Insurance companies could cut premiums by a quarter and still make profits, an Oireachtas Committee claimed today.
The Oireachtas Enterprise and Small Business Committee today published its Third Interim Report on reform of the Irish insurance industry at Leinster House.
The all-party body noted the profits of the five largest companies jumped by 46 per cent between 2003 and 2004 and topped €1 billion last year.
Committee chairman Donie Cassidy said the figures show huge profits are being made at the public's expense.
"If anybody is making a billion euro profit in a four million population market, there is certainly scope for 25 per cent more downward movement," the Fianna Fail TD for Longford-Westmeath said.
"With the profits of insurance companies and the buoyancy of the economy, I certainly would see it as a very attractive market to do business in."
Mr Cassidy urged consumers to shop around, acknowledged that motor and employers' liability insurance premiums had fallen in the past 18 months.
Today's report, which was based on hearings held between April and November, insisted that insurance premiums could only be significantly reduced by fewer road fatalities, a capping of personal injury awards and competition in the insurance market.

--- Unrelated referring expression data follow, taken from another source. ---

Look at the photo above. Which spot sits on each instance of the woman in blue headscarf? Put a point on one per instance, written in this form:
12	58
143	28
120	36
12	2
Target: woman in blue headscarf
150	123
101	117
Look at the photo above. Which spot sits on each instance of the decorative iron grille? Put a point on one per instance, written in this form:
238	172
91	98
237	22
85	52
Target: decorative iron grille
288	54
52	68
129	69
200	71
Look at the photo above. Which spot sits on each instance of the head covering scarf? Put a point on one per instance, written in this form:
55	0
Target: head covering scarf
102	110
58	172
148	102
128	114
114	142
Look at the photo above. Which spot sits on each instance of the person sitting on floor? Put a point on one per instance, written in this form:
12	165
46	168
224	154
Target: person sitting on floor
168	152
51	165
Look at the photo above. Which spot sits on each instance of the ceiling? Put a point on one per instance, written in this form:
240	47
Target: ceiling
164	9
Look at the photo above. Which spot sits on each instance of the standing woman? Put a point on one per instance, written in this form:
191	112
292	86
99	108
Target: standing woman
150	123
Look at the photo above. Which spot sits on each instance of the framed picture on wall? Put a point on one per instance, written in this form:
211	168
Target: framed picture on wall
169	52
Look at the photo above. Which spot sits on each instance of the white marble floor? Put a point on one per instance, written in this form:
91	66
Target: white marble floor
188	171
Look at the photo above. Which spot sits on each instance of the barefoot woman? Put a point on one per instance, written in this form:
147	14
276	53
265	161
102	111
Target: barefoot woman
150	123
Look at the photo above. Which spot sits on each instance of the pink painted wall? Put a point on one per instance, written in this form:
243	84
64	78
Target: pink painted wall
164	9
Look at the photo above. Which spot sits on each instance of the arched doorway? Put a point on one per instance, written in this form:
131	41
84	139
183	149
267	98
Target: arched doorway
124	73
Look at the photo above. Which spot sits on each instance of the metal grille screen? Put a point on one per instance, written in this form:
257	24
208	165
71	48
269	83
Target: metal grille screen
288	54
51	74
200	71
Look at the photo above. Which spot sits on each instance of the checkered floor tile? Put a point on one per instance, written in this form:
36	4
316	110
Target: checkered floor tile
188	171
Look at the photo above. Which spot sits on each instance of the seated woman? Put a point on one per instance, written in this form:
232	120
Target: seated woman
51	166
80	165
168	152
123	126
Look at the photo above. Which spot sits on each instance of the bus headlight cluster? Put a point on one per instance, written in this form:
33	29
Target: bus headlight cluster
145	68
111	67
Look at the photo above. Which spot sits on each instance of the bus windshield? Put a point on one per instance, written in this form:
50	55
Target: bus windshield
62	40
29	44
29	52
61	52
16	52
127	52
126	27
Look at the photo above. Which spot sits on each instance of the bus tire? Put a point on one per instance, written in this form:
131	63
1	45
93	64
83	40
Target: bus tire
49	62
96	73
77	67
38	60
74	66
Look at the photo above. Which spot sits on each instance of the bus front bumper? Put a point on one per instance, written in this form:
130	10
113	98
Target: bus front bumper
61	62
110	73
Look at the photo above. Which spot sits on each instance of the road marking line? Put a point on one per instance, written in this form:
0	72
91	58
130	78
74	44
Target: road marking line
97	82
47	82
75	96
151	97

It also called for more speed cameras and premium discounts for drivers who allow in-car devices to monitor their speed.
Consultant to the committee, Myles O'Reilly said one insurance firm was offering a discounted scheme for young drivers who agreed to have their speed monitored. "The committee believes that this scheme should be extended to all drivers and all companies," he said. "A driver voluntarily agrees to have their speed monitored and for that reason will get a reduction in their premium."
Mr O'Reilly said the committee had no problem with insurance companies earning very good profits as that was evidence of a good market out there. "Such a market is also likely to draw in competitors and thus improve competition," he added.